Ägyptens Präsident Mohammed Mursi hat seine Befugnisse durch neue Verfassungszusätze weitgehend ausgebaut. Er verfügte, dass keine seiner Entscheidungen seit seinem Amtsantritt im Juni und bis zum Inkrafttreten einer neuen Verfassung angefochten werden darf – weder von einem Gericht noch von anderen Behörden. Damit seien alle von der Justiz bisher für ungültig erklärten Dekrete des Präsidenten wieder wirksam. Mursi, der seine politische Heimat in der Muslimbruderschaft hat, gibt somit sich selbst das letzte Wort in praktisch allen politischen Fragen.
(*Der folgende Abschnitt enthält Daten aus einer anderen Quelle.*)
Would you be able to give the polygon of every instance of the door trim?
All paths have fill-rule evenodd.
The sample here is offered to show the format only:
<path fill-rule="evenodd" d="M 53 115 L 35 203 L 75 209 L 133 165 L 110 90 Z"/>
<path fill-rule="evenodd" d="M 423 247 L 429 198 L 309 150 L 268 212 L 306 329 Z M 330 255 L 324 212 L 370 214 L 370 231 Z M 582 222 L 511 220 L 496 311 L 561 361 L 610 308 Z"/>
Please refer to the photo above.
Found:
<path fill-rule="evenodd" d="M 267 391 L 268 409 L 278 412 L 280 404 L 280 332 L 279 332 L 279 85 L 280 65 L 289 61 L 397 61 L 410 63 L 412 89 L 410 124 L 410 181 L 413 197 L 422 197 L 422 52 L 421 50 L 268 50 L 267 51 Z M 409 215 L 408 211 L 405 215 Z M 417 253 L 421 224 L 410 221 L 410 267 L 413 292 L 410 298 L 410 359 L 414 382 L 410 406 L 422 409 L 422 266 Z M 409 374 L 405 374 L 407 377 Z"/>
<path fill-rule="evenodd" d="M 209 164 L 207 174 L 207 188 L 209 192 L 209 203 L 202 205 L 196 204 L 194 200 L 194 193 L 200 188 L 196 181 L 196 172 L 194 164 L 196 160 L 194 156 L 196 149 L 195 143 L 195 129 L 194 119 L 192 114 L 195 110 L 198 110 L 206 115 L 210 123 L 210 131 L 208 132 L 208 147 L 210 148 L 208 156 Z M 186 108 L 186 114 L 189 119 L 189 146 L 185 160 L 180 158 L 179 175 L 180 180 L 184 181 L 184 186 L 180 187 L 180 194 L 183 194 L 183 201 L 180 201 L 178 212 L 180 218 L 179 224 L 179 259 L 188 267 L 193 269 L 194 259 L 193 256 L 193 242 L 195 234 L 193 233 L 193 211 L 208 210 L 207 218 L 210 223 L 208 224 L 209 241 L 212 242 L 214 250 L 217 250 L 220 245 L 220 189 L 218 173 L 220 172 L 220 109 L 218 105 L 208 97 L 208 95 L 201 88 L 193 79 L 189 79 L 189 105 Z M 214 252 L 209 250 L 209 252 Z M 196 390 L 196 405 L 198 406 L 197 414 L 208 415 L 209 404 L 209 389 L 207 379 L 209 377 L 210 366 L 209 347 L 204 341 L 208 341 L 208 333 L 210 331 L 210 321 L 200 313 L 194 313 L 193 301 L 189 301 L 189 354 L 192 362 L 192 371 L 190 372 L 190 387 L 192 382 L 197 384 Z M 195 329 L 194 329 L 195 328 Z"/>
In einer Verfassungserklärung des Präsidenten, die sein Sprecher im staatlichen Fernsehen vortrug, heißt es außerdem: "Kein Justizorgan hat das Recht, das Verfassungskomitee oder den Schura-Rat (die zweite Parlamentskammer) aufzulösen." Beide Gremien werden von Mursis Islamisten dominiert. Beim Verfassungsgericht ist derzeit ein Verfahren anhängig, in dem geklärt werden soll, ob das Verfassungskomitee möglicherweise illegal ist. Denn das Komitee war von den Abgeordneten eines Parlaments ins Leben gerufen worden, das inzwischen aufgelöst wurde.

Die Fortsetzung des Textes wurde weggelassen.